The announcement is expected to generate significant public debate because many Ghanaians now rely on MoMo wallets as de facto bank accounts, particularly in areas with limited access to conventional banking infrastructure. For market traders, gig workers, students and small businesses, mobile money has become an essential financial tool rather than simply a convenience payment platform.

Consumer groups and digital finance advocates have long argued that lower transaction costs are essential for sustaining financial inclusion and encouraging broader adoption of cashless payment systems. The new charge also arrives in a politically sensitive environment following nationwide debate over Ghana’s Electronic Transfer Levy (E-Levy), which faced strong public criticism over concerns that transaction costs could discourage digital payment adoption.

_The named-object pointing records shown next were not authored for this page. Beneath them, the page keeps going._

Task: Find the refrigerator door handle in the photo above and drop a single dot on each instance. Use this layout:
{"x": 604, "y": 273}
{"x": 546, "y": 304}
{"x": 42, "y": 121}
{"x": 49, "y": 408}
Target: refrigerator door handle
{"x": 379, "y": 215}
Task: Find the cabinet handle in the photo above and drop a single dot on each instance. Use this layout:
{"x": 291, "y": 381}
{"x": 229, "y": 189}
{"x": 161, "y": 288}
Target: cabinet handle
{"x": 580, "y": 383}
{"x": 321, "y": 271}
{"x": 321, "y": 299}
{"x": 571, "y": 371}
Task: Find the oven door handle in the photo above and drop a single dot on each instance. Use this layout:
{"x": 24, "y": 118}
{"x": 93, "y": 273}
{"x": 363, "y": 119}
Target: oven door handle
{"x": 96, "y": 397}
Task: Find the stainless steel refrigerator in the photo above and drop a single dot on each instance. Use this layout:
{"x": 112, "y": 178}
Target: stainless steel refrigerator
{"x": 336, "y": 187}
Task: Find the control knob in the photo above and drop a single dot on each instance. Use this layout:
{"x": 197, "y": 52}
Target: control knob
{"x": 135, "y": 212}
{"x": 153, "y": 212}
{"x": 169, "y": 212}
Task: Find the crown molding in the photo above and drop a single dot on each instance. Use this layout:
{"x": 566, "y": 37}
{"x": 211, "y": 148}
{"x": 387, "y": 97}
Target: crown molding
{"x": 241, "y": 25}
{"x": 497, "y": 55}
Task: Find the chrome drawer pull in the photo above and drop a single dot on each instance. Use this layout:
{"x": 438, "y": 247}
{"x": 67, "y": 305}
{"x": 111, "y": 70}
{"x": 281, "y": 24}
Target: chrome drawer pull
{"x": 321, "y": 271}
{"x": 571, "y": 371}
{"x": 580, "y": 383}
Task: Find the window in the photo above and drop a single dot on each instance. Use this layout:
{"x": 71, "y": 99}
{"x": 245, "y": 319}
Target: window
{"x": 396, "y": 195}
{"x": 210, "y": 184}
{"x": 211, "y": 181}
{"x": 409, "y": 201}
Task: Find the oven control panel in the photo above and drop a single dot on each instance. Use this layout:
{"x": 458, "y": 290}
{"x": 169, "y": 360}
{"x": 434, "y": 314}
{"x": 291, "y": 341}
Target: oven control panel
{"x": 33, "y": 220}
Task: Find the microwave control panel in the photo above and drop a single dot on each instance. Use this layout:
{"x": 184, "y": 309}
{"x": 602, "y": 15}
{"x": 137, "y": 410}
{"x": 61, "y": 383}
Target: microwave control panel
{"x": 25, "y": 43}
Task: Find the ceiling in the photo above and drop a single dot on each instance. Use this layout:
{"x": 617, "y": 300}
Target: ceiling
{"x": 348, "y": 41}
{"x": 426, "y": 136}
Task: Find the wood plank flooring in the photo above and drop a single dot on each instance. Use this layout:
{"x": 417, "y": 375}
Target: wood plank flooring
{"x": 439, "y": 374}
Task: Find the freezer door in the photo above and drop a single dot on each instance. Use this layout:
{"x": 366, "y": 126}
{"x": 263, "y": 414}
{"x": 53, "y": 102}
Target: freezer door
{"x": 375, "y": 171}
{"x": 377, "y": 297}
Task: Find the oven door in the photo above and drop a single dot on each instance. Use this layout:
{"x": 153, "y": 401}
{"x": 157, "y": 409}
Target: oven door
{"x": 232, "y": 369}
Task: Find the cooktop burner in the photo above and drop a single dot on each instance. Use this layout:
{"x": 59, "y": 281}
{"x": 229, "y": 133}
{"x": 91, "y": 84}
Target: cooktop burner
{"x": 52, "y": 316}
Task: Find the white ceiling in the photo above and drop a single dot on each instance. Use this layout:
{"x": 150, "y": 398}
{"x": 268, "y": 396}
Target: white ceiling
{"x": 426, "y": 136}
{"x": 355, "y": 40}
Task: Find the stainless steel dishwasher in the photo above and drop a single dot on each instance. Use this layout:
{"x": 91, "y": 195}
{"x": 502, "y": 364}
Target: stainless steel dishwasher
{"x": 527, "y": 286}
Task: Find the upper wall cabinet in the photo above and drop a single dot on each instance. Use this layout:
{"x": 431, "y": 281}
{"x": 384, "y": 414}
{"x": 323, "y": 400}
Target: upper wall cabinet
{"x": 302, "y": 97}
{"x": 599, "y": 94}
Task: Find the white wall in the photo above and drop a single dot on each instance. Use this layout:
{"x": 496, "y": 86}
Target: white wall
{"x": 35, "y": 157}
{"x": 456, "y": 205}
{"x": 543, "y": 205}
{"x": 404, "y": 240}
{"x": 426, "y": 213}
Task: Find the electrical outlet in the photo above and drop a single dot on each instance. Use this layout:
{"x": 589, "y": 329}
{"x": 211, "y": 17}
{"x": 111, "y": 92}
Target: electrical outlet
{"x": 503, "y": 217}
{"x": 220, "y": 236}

Online reactions to MTN’s latest announcement appeared mixed on Monday evening, with some customers questioning the timing of the new charges amid broader economic pressures and rising living costs. Others argued that maintaining secure digital payment infrastructure, interoperability systems and financial technology services requires long-term commercial sustainability.

Technology analysts say the development could intensify competition within Ghana’s fast-growing digital payments ecosystem, potentially benefiting fintech firms and alternative electronic payment providers seeking to attract price-sensitive consumers.

Competition and regulatory pressure

MTN Ghana remains Ghana’s dominant mobile money operator, with MoMo continuing to represent one of the company’s most profitable business segments.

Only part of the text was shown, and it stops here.